The moratorium was not originally on the evening’s agenda, but was added at the beginning of the meeting by County Attorney Ken Jarrard. It’s intended to give county staff a chance to catch up on previously submitted zoning requests.
According to Jarrard, the moratorium is a freeze on applications only. Anything that had previously been submitted will be handled as usual.
“It would prohibit, effective this evening, the tendering and acceptance by planning and community development [department] of any applications for the rezoning of property, rezoning condition amendments or sketch plat approval or the issuance of any conditional use permits,” he said.
“This moratorium will not affect anything in progress, anything that has already been applied. No other permits or approvals issued by the planning department will be affected. And any applications already [received] will be unaffected and will be processed in the ordinary course.”
Jarrard went on to say that the law allows the county to “do a short-term moratorium of this kind without a public hearing.”
“The reason that I have recommended that it go until April 8 is because our next public hearing is April 7. And if the board wants to enforce this moratorium for a longer length than April 8, then we would need to have a public hearing on April 7.”

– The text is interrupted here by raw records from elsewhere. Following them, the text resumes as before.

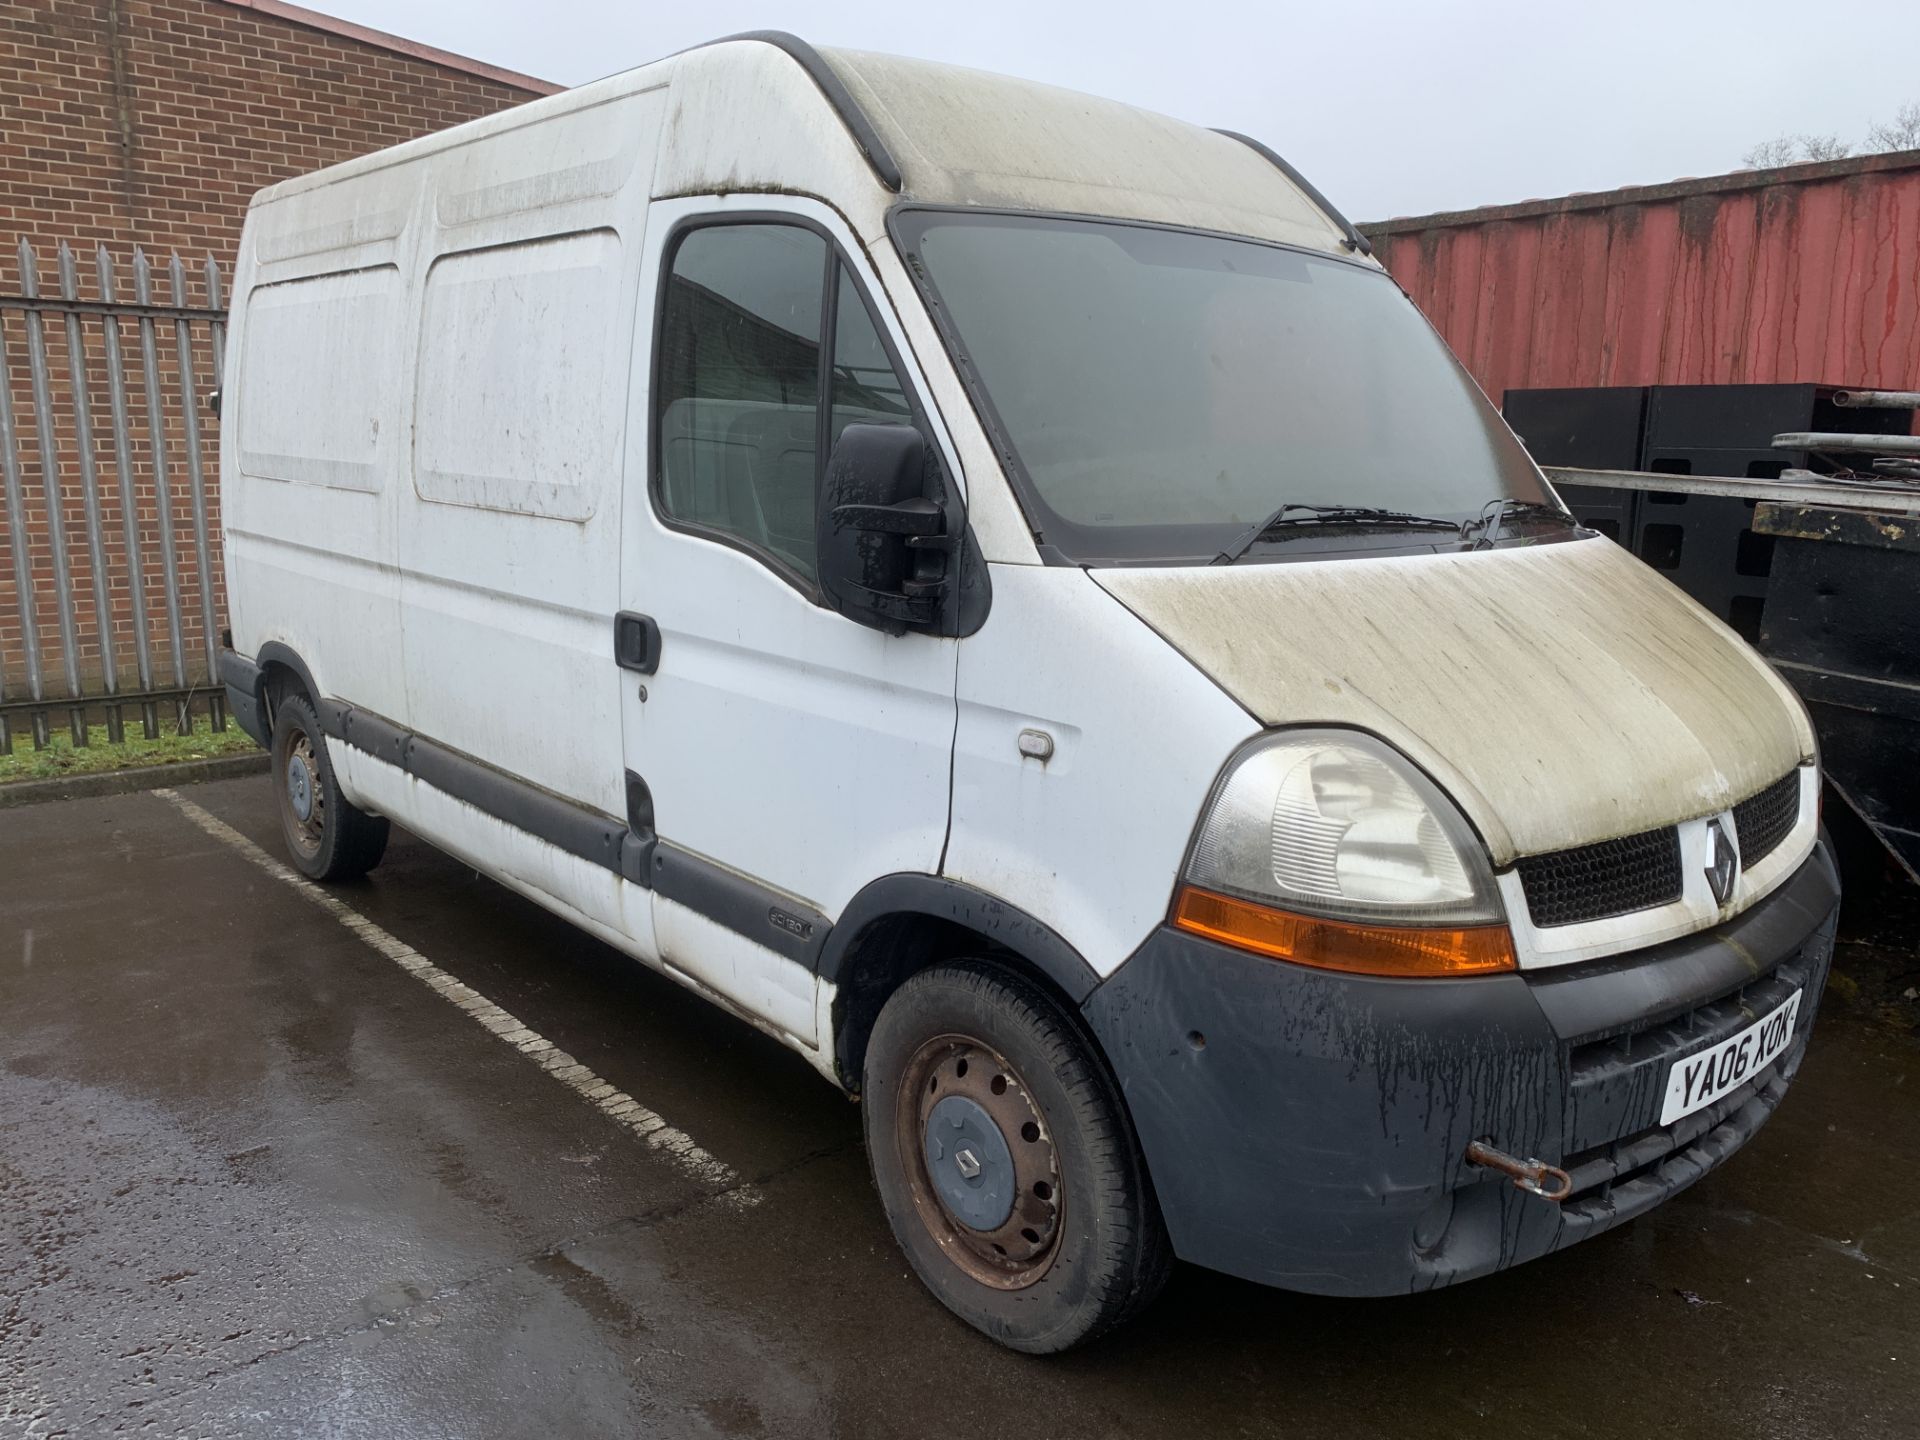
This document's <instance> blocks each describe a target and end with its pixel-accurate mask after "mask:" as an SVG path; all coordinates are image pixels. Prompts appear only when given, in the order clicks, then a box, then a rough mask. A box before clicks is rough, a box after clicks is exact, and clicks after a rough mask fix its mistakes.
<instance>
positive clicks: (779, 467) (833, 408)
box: [620, 196, 958, 1043]
mask: <svg viewBox="0 0 1920 1440" xmlns="http://www.w3.org/2000/svg"><path fill="white" fill-rule="evenodd" d="M647 236H649V240H647V257H645V265H647V273H645V278H647V282H645V284H643V294H651V296H653V298H655V300H653V303H651V315H643V317H641V323H639V326H637V336H639V340H637V344H643V346H647V348H649V349H651V363H643V365H636V367H634V374H636V376H647V384H645V388H643V390H639V392H637V394H636V397H634V405H632V413H630V422H628V436H630V453H628V465H626V474H628V476H630V480H628V484H630V486H632V488H634V490H630V495H628V503H626V507H624V513H626V516H628V518H626V526H624V541H622V576H620V609H622V614H624V636H626V639H624V641H622V660H620V662H622V664H626V666H628V674H624V676H622V732H624V737H622V743H624V756H626V768H628V787H630V810H634V814H632V820H634V824H636V828H639V826H641V824H651V828H653V833H655V835H657V847H655V854H653V866H651V879H653V918H655V933H657V943H659V947H660V956H662V960H664V962H666V964H668V966H672V968H674V970H680V972H684V973H687V975H691V977H693V979H695V981H699V983H701V985H705V987H708V989H712V991H716V993H720V995H722V996H726V998H728V1000H732V1002H733V1004H735V1006H739V1008H743V1010H747V1012H749V1014H753V1016H756V1018H760V1020H764V1021H768V1023H772V1025H776V1027H780V1029H783V1031H787V1033H789V1035H793V1037H797V1039H801V1041H806V1043H816V1041H818V1025H816V1021H814V960H816V956H818V952H820V943H822V941H824V937H826V929H828V925H829V924H831V920H833V918H835V916H837V914H839V912H841V908H843V906H845V904H847V900H849V899H851V897H852V895H854V893H856V891H858V889H860V887H862V885H866V883H868V881H872V879H876V877H879V876H887V874H895V872H937V870H939V866H941V852H943V849H945V843H947V820H948V774H950V756H952V737H954V705H956V701H954V684H956V655H958V641H954V639H945V637H935V636H927V634H900V636H887V634H881V632H879V630H874V628H868V626H864V624H858V622H854V620H849V618H845V616H841V614H839V612H837V611H833V609H829V607H828V605H826V603H824V595H822V589H820V584H818V578H816V574H818V570H816V555H814V515H816V507H818V495H820V486H822V476H824V470H826V457H828V453H829V451H831V447H833V442H835V438H837V436H839V432H841V430H843V428H845V426H847V424H851V422H856V420H858V422H866V424H876V422H877V424H904V426H920V428H922V432H924V436H925V442H927V447H929V449H933V445H935V444H937V442H935V436H933V434H931V432H929V430H931V426H929V424H927V419H925V415H927V411H925V407H924V405H922V403H920V401H918V399H916V394H918V386H916V378H918V376H916V374H912V372H910V369H908V367H904V365H902V363H900V355H902V349H904V348H902V344H900V340H899V336H897V334H893V328H891V317H889V315H887V313H885V309H883V307H879V305H874V303H872V301H870V296H872V294H877V286H874V284H872V276H870V275H868V273H866V269H864V263H862V261H860V259H858V257H860V250H858V246H856V244H852V236H851V234H849V232H847V230H845V227H843V225H841V223H839V219H837V217H835V215H833V213H831V211H829V209H826V207H824V205H818V204H814V202H806V200H797V198H785V196H778V198H776V196H747V198H739V200H722V198H710V200H678V202H655V205H653V211H651V217H649V225H647ZM643 309H647V305H645V301H643ZM947 463H948V472H950V461H947ZM641 478H645V492H639V482H641Z"/></svg>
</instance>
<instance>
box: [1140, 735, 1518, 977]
mask: <svg viewBox="0 0 1920 1440" xmlns="http://www.w3.org/2000/svg"><path fill="white" fill-rule="evenodd" d="M1173 924H1175V925H1177V927H1179V929H1185V931H1190V933H1196V935H1206V937H1208V939H1215V941H1221V943H1225V945H1235V947H1238V948H1242V950H1254V952H1256V954H1265V956H1271V958H1279V960H1294V962H1298V964H1308V966H1321V968H1327V970H1350V972H1359V973H1369V975H1476V973H1490V972H1503V970H1513V968H1515V956H1513V935H1511V933H1509V929H1507V925H1505V916H1503V912H1501V904H1500V891H1498V889H1496V887H1494V876H1492V870H1490V868H1488V864H1486V851H1484V849H1482V845H1480V839H1478V837H1476V835H1475V833H1473V828H1471V826H1467V820H1465V818H1463V816H1461V814H1459V808H1457V806H1455V804H1453V803H1452V801H1450V799H1448V797H1446V795H1444V793H1442V791H1440V787H1438V785H1434V783H1432V780H1428V778H1427V776H1425V774H1423V772H1421V770H1419V768H1417V766H1413V764H1411V762H1409V760H1407V758H1405V756H1402V755H1400V753H1398V751H1394V749H1392V747H1388V745H1384V743H1382V741H1379V739H1375V737H1373V735H1365V733H1361V732H1354V730H1288V732H1281V733H1277V735H1271V737H1267V739H1261V741H1256V743H1254V745H1250V747H1248V749H1244V751H1240V755H1238V756H1235V760H1233V764H1231V766H1229V770H1227V774H1225V776H1223V778H1221V781H1219V783H1217V785H1215V789H1213V799H1212V801H1210V804H1208V810H1206V814H1204V816H1202V820H1200V829H1198V833H1196V835H1194V845H1192V852H1190V856H1188V860H1187V874H1185V883H1183V885H1181V891H1179V895H1177V897H1175V904H1173Z"/></svg>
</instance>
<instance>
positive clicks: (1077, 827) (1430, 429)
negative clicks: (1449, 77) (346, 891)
mask: <svg viewBox="0 0 1920 1440" xmlns="http://www.w3.org/2000/svg"><path fill="white" fill-rule="evenodd" d="M225 413H227V420H225V438H223V447H221V451H223V453H221V501H223V507H225V511H223V513H225V528H227V584H228V599H230V612H232V634H230V649H228V653H227V657H225V674H223V678H225V682H227V685H228V701H230V705H232V712H234V714H236V716H240V720H242V724H244V726H246V728H248V730H250V732H252V733H253V735H255V737H257V739H259V741H261V743H263V745H271V749H273V756H275V783H276V787H278V797H280V799H278V804H280V810H282V816H284V824H286V839H288V845H290V849H292V854H294V862H296V864H298V866H300V868H301V870H303V872H305V874H307V876H315V877H321V879H340V877H348V876H357V874H361V872H365V870H369V868H371V866H374V864H376V862H378V858H380V851H382V847H384V843H386V833H388V820H394V822H397V824H401V826H405V828H407V829H411V831H415V833H419V835H422V837H426V839H428V841H432V843H434V845H438V847H442V849H445V851H449V852H453V854H457V856H461V858H463V860H467V862H468V864H472V866H476V868H480V870H484V872H488V874H492V876H495V877H497V879H499V881H501V883H505V885H509V887H513V889H515V891H518V893H522V895H526V897H530V899H534V900H536V902H540V904H543V906H547V908H551V910H555V912H559V914H563V916H566V918H568V920H572V922H576V924H578V925H580V927H584V929H586V931H589V933H593V935H595V937H599V939H603V941H607V943H611V945H614V947H618V948H620V950H624V952H628V954H632V956H634V958H636V960H639V962H643V964H649V966H655V968H657V970H660V972H664V973H668V975H672V977H674V979H678V981H682V983H684V985H689V987H693V989H697V991H701V993H703V995H707V996H710V998H712V1000H714V1002H716V1004H722V1006H726V1008H728V1010H732V1012H735V1014H737V1016H741V1018H743V1020H747V1021H749V1023H753V1025H758V1027H760V1029H764V1031H766V1033H770V1035H774V1037H778V1039H780V1041H781V1043H785V1044H789V1046H793V1048H795V1050H799V1052H801V1054H803V1056H806V1060H808V1062H810V1064H812V1066H814V1068H818V1071H820V1073H822V1075H826V1077H828V1079H829V1081H831V1083H835V1085H839V1087H843V1089H847V1091H849V1092H854V1094H858V1096H860V1100H862V1104H864V1116H866V1139H868V1150H870V1156H872V1167H874V1183H876V1187H877V1190H879V1198H881V1204H883V1206H885V1210H887V1215H889V1219H891V1223H893V1231H895V1235H897V1236H899V1242H900V1246H902V1250H904V1252H906V1256H908V1260H910V1261H912V1265H914V1269H916V1271H918V1273H920V1277H922V1279H924V1281H925V1283H927V1286H931V1290H933V1292H935V1294H937V1296H939V1298H941V1300H943V1302H945V1304H947V1306H950V1308H952V1309H954V1311H956V1313H960V1315H962V1317H966V1319H968V1321H970V1323H973V1325H975V1327H979V1329H981V1331H985V1332H989V1334H993V1336H995V1338H998V1340H1002V1342H1006V1344H1010V1346H1016V1348H1021V1350H1035V1352H1044V1350H1060V1348H1066V1346H1069V1344H1073V1342H1077V1340H1085V1338H1087V1336H1091V1334H1096V1332H1100V1331H1102V1329H1106V1327H1110V1325H1114V1323H1117V1321H1119V1319H1123V1317H1125V1315H1129V1313H1133V1311H1135V1309H1139V1308H1140V1306H1144V1304H1146V1302H1148V1300H1150V1298H1152V1294H1154V1292H1156V1288H1158V1286H1160V1283H1162V1279H1164V1277H1165V1273H1167V1267H1169V1263H1171V1258H1173V1256H1181V1258H1187V1260H1190V1261H1196V1263H1202V1265H1210V1267H1215V1269H1221V1271H1231V1273H1235V1275H1242V1277H1250V1279H1254V1281H1261V1283H1267V1284H1279V1286H1292V1288H1300V1290H1315V1292H1327V1294H1390V1292H1405V1290H1423V1288H1430V1286H1438V1284H1450V1283H1453V1281H1461V1279H1469V1277H1476V1275H1486V1273H1488V1271H1494V1269H1500V1267H1503V1265H1513V1263H1517V1261H1523V1260H1532V1258H1538V1256H1544V1254H1546V1252H1549V1250H1555V1248H1559V1246H1565V1244H1571V1242H1572V1240H1578V1238H1584V1236H1588V1235H1597V1233H1599V1231H1605V1229H1607V1227H1611V1225H1617V1223H1620V1221H1624V1219H1628V1217H1632V1215H1638V1213H1642V1212H1644V1210H1647V1208H1649V1206H1653V1204H1657V1202H1661V1200H1663V1198H1667V1196H1668V1194H1672V1192H1676V1190H1678V1188H1682V1187H1686V1185H1688V1183H1692V1181H1695V1179H1699V1177H1701V1175H1703V1173H1705V1171H1709V1169H1711V1167H1713V1165H1716V1164H1720V1162H1722V1160H1726V1156H1730V1154H1732V1152H1734V1150H1736V1148H1738V1146H1740V1144H1741V1142H1745V1140H1747V1139H1749V1137H1751V1135H1753V1131H1755V1129H1757V1127H1759V1125H1761V1121H1763V1119H1764V1117H1766V1116H1768V1114H1770V1112H1772V1108H1774V1106H1776V1104H1778V1102H1780V1096H1782V1092H1784V1091H1786V1085H1788V1081H1789V1077H1791V1075H1793V1071H1795V1068H1797V1066H1799V1062H1801V1056H1803V1048H1805V1037H1807V1033H1809V1031H1811V1027H1812V1018H1814V1006H1816V1000H1818V996H1820V989H1822V983H1824V979H1826V970H1828V958H1830V950H1832V931H1834V916H1836V906H1837V879H1836V870H1834V864H1832V860H1830V858H1828V852H1826V847H1824V845H1822V841H1820V837H1818V826H1820V822H1818V793H1820V781H1818V768H1816V756H1814V737H1812V732H1811V730H1809V724H1807V716H1805V712H1803V710H1801V707H1799V703H1797V701H1795V697H1793V695H1791V691H1789V689H1788V687H1786V685H1784V684H1782V682H1780V680H1778V678H1776V676H1774V674H1772V672H1770V670H1768V668H1766V664H1764V662H1761V660H1759V657H1755V655H1753V651H1749V649H1747V647H1745V645H1743V643H1740V639H1736V637H1734V634H1732V632H1730V630H1728V628H1726V626H1722V624H1720V622H1718V620H1715V618H1711V616H1709V614H1707V612H1705V611H1701V609H1699V607H1697V605H1693V603H1692V601H1688V599H1686V597H1684V595H1680V591H1676V589H1672V588H1670V586H1668V584H1667V582H1665V580H1661V578H1657V576H1655V574H1653V572H1651V570H1647V568H1644V566H1642V564H1640V563H1638V561H1634V559H1632V557H1628V555H1626V553H1624V551H1620V549H1619V547H1617V545H1613V543H1609V541H1607V540H1603V538H1597V536H1594V534H1588V532H1584V530H1580V528H1576V526H1574V522H1572V520H1571V518H1569V515H1567V513H1565V511H1563V509H1561V507H1559V503H1557V501H1555V497H1553V492H1551V490H1549V488H1548V486H1546V482H1544V480H1542V476H1540V472H1538V468H1536V467H1534V465H1532V463H1530V461H1528V457H1526V455H1524V451H1523V449H1521V445H1519V444H1517V442H1515V438H1513V434H1511V432H1509V430H1507V428H1505V426H1503V424H1501V420H1500V417H1498V415H1496V413H1494V411H1492V409H1490V407H1488V403H1486V399H1484V397H1482V396H1480V392H1478V390H1476V388H1475V384H1473V382H1471V380H1469V376H1467V374H1465V372H1463V371H1461V367H1459V365H1457V363H1455V361H1453V359H1452V355H1450V353H1448V351H1446V348H1444V344H1442V342H1440V340H1438V338H1436V336H1434V332H1432V330H1430V328H1428V324H1427V323H1425V321H1423V319H1421V315H1419V313H1417V311H1415V307H1413V305H1411V303H1409V301H1407V300H1405V298H1404V294H1402V292H1400V288H1398V286H1396V284H1394V282H1392V280H1390V278H1388V276H1386V275H1384V273H1382V271H1380V267H1379V265H1377V263H1375V261H1373V259H1371V257H1369V248H1367V244H1365V240H1363V238H1361V236H1359V234H1357V232H1356V230H1354V227H1352V225H1350V223H1348V221H1344V219H1342V217H1340V215H1338V213H1336V211H1334V209H1332V207H1329V205H1327V202H1325V200H1323V198H1321V196H1319V194H1317V192H1315V190H1313V188H1311V186H1309V184H1308V182H1306V180H1302V179H1300V177H1298V175H1296V173H1294V171H1292V169H1290V167H1288V165H1286V163H1284V161H1281V159H1279V157H1277V156H1275V154H1271V152H1269V150H1265V148H1263V146H1260V144H1256V142H1252V140H1244V138H1238V136H1231V134H1219V132H1212V131H1204V129H1196V127H1192V125H1185V123H1179V121H1171V119H1165V117H1160V115H1150V113H1142V111H1139V109H1131V108H1127V106H1119V104H1110V102H1104V100H1091V98H1087V96H1079V94H1068V92H1062V90H1052V88H1044V86H1037V84H1027V83H1021V81H1008V79H998V77H993V75H981V73H973V71H962V69H950V67H943V65H929V63H920V61H906V60H893V58H885V56H872V54H852V52H816V50H812V48H808V46H804V44H801V42H799V40H793V38H789V36H780V35H751V36H737V38H732V40H722V42H716V44H710V46H703V48H697V50H691V52H685V54H682V56H676V58H672V60H664V61H660V63H655V65H647V67H643V69H637V71H632V73H626V75H618V77H614V79H609V81H601V83H597V84H589V86H584V88H580V90H572V92H566V94H559V96H553V98H547V100H540V102H534V104H530V106H524V108H520V109H515V111H507V113H501V115H493V117H488V119H482V121H476V123H472V125H463V127H459V129H453V131H447V132H445V134H436V136H430V138H424V140H417V142H411V144H405V146H399V148H394V150H388V152H382V154H374V156H367V157H363V159H355V161H351V163H346V165H338V167H334V169H328V171H321V173H319V175H309V177H303V179H298V180H288V182H286V184H278V186H273V188H271V190H265V192H261V194H259V196H257V198H255V202H253V207H252V211H250V215H248V225H246V234H244V238H242V246H240V261H238V275H236V290H234V311H232V330H230V342H228V355H227V405H225Z"/></svg>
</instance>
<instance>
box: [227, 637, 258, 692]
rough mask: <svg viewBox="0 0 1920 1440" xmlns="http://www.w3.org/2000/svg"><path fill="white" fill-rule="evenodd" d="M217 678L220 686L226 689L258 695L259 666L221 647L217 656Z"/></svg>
mask: <svg viewBox="0 0 1920 1440" xmlns="http://www.w3.org/2000/svg"><path fill="white" fill-rule="evenodd" d="M219 676H221V684H223V685H227V687H228V689H240V691H246V693H248V695H257V693H259V666H257V664H253V662H252V660H250V659H248V657H244V655H240V653H238V651H234V649H230V647H225V645H223V647H221V655H219Z"/></svg>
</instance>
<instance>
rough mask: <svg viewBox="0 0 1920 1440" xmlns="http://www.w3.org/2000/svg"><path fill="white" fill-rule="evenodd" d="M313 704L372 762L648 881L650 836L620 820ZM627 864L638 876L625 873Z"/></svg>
mask: <svg viewBox="0 0 1920 1440" xmlns="http://www.w3.org/2000/svg"><path fill="white" fill-rule="evenodd" d="M315 708H317V712H319V718H321V730H323V732H324V733H326V735H328V737H330V739H338V741H340V743H342V745H351V747H353V749H355V751H363V753H367V755H371V756H374V758H376V760H386V762H388V764H390V766H396V768H397V770H403V772H405V774H409V776H413V778H415V780H419V781H420V783H424V785H432V787H434V789H438V791H444V793H445V795H451V797H453V799H457V801H465V803H467V804H470V806H474V808H476V810H482V812H486V814H490V816H493V818H495V820H499V822H501V824H507V826H513V828H516V829H524V831H526V833H528V835H538V837H540V839H543V841H547V843H549V845H553V847H557V849H561V851H566V852H568V854H574V856H578V858H582V860H588V862H589V864H597V866H601V868H605V870H611V872H614V874H616V876H624V877H626V879H632V881H634V883H637V885H645V883H647V881H649V879H651V874H649V872H647V866H645V847H651V843H653V837H651V835H645V837H637V835H634V833H632V831H630V829H628V826H626V822H624V820H616V818H614V816H609V814H601V812H599V810H595V808H591V806H586V804H576V803H572V801H566V799H561V797H559V795H553V793H551V791H543V789H540V787H538V785H528V783H526V781H524V780H516V778H515V776H509V774H505V772H503V770H495V768H493V766H490V764H482V762H480V760H474V758H470V756H467V755H461V753H459V751H451V749H447V747H445V745H440V743H436V741H430V739H426V737H424V735H415V733H413V732H411V730H401V728H399V726H396V724H394V722H392V720H386V718H382V716H378V714H372V712H371V710H361V708H359V707H353V705H344V703H340V701H319V703H317V707H315ZM636 854H637V862H636ZM630 870H632V872H636V874H628V872H630Z"/></svg>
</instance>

Jarrard also referred to an employee shortage in the county’s department planning and community development.
“The office is down multiple senior planners, multiple staff as well and, candidly, it has affected their ability to be able to provide the planning [board], the [commission]and the community the level of work and the detail of work that they feel like they needed to provide,” Jarrard said.
As they do not require an application process, he added that county-initiated rezonings would not be affected by the freeze.
Reached Friday, Vanessa Bernstein-Goldman, the county’s deputy director for planning and community development, said the moratorium had more to do with staff than the number of applications.
“There are not a specified number of applications that required it,” she said. “We are at the point that, again because of staff vacancies, it has become a challenge for us to attend to the applications and the [commission] thought it was appropriate to help us in this matter.”
According to Bernstein-Goldman, there are several steps to moving a zoning application through the department. Those include reviews, meetings with other departments and hearings.
Overall, she said, the process is “very complex,” and takes a minimum of three months.
The number of applications the department handles varies by time.
“Right now, we have over 20 applications that are currently in process,” Bernstein-Goldman said. “By in process, I mean from the time a new application hits our desk to the time that even after an application is approved there are still various steps and tasks to be done for the file to be closed out.”